If they ask or demand to see and speak to your children, tell them they may not do so until after you have spoken with an attorney. Do not be dismayed if they threaten to get a court order allowing them to do so. Except in very unusual circumstances, that is a bluff intended to take advantage of your insecurities. But in any event, requiring them to go to the trouble of getting a court order will give you the time you need to find an attorney to intervene on your behalf.
In the highly unlikely event that they threaten to physically force their way into your home to see your children, tell them that you do not give them permission to do so. Tell them that, while you will not prevent them from doing so, you are first going to close the door without locking it. Then do just that. If they do open the door and come in, do nothing further to resist or impede their efforts, but do contact an attorney as soon as possible.
If the investigation has not been terminated in short order, the next question you will face is "who are the best attorneys to represent you?" On that one, there's no contest. The attorneys at Home School Legal Defense Association have been on the front lines of these battles for decades. They know how to negotiate for you appropriately and also how to draw the line where investigators are overstepping their bounds. HSLDA staff attorneys are available any time, day or night, to assist you if you are being investigated. But you will need to become a member before the investigator contacts you in order to take advantage of HSLDA's services.
So if you've not already done so, you should join HSLDA right away. You can do so on-line at www.HSLDA.org by clicking the "Join" tab at the top of the home page. And to receive a substantial discount on the cost of membership, under the Group Discount Information heading, enter the CHOIS group discount number (299536) in the box after you have indicated that you are a "member of a group that is part of HSLDA's Group Discount Program."
If you've joined HSLDA, as soon as you realize there is a Health and Welfare investigator at your door, you should ask them to wait for a few moments while you call HSLDA and get a staff attorney on the phone for you. You can then hand your phone out the door (with the speaker "on" if possible) so that your attorney can handle the situation from the start.
If you haven't joined HSLDA, you'll be forced to handle the situation on your own at the outset. The questions suggested, above, should prove helpful in narrowing the investigation and insuring that the investigator proceeds in the proper fashion.
The new Guidelines adopted by the Idaho Department of Health and Welfare should provide protections for innocent homeschooling families while still allowing any family that might be negligent in their children's education to be pursued appropriately.
Homeschooling families in Idaho are blessed to have leadership within the Department of Health and Welfare that has been willing to both listen to and honor our perspectives on this important subject. Idaho is the only state in the country where a cooperative collaboration has produced such fair and balanced Guidelines.
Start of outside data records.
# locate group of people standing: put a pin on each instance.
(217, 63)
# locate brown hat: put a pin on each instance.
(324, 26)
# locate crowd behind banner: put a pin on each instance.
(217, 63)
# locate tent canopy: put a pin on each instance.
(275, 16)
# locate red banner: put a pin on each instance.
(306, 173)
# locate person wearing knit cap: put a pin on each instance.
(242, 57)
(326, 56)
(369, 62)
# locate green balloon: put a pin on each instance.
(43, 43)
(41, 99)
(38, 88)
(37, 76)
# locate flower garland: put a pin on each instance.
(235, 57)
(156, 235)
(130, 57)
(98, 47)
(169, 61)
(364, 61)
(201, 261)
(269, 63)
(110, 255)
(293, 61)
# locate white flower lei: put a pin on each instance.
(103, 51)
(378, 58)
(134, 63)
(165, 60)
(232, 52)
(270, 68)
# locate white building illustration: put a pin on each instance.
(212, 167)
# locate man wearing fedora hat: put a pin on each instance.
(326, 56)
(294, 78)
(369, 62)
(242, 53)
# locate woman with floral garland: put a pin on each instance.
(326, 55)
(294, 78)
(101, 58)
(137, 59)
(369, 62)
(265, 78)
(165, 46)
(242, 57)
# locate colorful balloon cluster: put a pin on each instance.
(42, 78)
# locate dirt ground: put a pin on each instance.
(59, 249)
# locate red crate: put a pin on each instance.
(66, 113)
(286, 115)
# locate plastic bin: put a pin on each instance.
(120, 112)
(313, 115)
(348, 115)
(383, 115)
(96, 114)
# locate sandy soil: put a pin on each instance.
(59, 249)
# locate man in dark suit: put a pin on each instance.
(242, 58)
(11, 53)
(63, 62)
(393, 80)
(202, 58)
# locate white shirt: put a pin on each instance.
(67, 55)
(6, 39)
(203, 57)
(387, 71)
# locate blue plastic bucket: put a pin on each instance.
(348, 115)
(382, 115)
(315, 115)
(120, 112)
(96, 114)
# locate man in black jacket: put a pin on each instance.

Barry Peters is an attorney in private practice with offices in Eagle, Idaho, and is one of the legal advisors for both ICHE and CHOIS. His law practice focuses on the areas of wills, trusts, probate, real estate contracts, and business formations.
Idaho Department of Health & Welfare:
Guidelines for the Assessment of Claims of Educational Neglect
To assess educational neglect, the following assessment process shall be followed:
- If a referent makes an allegation of educational neglect, stating the child is being home schooled, the intake social worker will explain to the referent that "home schooling" does not constitute an allegation of educational neglect. Parents have many choices regarding the method for educating their child as well as the type of instructional materials they can use. If home schooling is the only concern related to educational neglect, the referral will not be assigned for further assessment.
- The role of the intake social worker is to ask specific questions to determine why the referent has reason to believe that educational neglect is occurring. If the referent can supply credible and sufficient detailed information that a child is not receiving instruction in subjects commonly and usually taught in the public schools as is required by Idaho Code, section 33-202, the referral will be assigned a priority three response and a social worker will respond for further assessment. The intake social worker will ask the referent if they have collateral contacts that can offer additional information.
- If the referent does not provide credible and sufficient detailed information that is reasonable to believe educational neglect is occurring, the referral will be recorded as received, "information only." The referral will not be assigned for further assessment.
- If the referral has adequate information and is prioritized for a response, the social worker will contact the family to assess the concern. At initial contact, the parents will be informed of the reason and specifics of the referral, including the specific information which the social worker believes supports the referral.
- If the family provides refuting evidence (consisting of either curriculum, test scores, lesson plans, or description of educational efforts, etc.) or demonstrates that the information from the referral is not credible, the assessment will be closed and dispositioned as unsubstantiated. It is not the role of the social worker to evaluate the quality of the instructional materials selected by the child's parent or guardian, but to encourage parents to insure compliance with Idaho Code, section 33-202. .
- If the family fails or refuses to provide evidence that education is taking place, the social worker will provide the family with referrals to educational programs and resources as appropriate.
- The social worker will check with the family to see if they have taken advantage of the referrals to educational programs and resources.
- If the family does not access or implement referrals to educational programs, the social worker may contact the prosecuting attorney regarding possible court intervention.
Additional Perspectives From Home Educators:
- Home educators often follow unconventional courses of study, which result in a high quality education, but not necessarily on the same schedule or at the same rate as public schooled students.
- There is tremendous variation in the natural rate at which children learn. There are quick learners and slow learners in public, private, and home school. The mere fact that a homeschooled child seems to be at a different academic level than other children of his age is not reason to suspect "educational neglect."
- Some home educators do not use what would appear to be a standard curriculum, choosing instead to use whole books on topics that they are studying, which they have purchased or borrowed from a public library.
- Some home educators employ a teaching method that does not produce early competence in reading, but which will produce high reading ability in later years. Not reading at grade level, is not evidence of educational neglect.
- Children with learning disabilities would not necessarily be working at grade level whether they are in public, private or home school settings.
- Some home school families subtly integrate their instruction with their daily lives to such an extent that the children may scarcely be aware that they are being "schooled", even when they really are. A statement from a child, especially a younger child who is not a mature observer, that "my mom doesn't teach me anything," or similar statements, are not reason to suspect educational neglect.
- Home educators often follow unconventional schedules that don't follow public school start times, recess breaks, or vacations. There is no reason to suspect educational neglect merely because the children are not doing school work in lockstep with public school schedules.
- Sometimes relatives of a home school family oppose the family's decision to home school their children. When they cannot talk them out of homeschooling, sometimes they will report the family to child protective services hoping a social worker will "do something." Social workers should be sensitive to the possibility that, if the referent is a relative, the referent may be attempting to manipulate the social worker to assist them in their personal agenda to get the family to stop homeschooling. Social workers should avoid allowing themselves to be used as a pawn in a dispute of this nature among extended family members.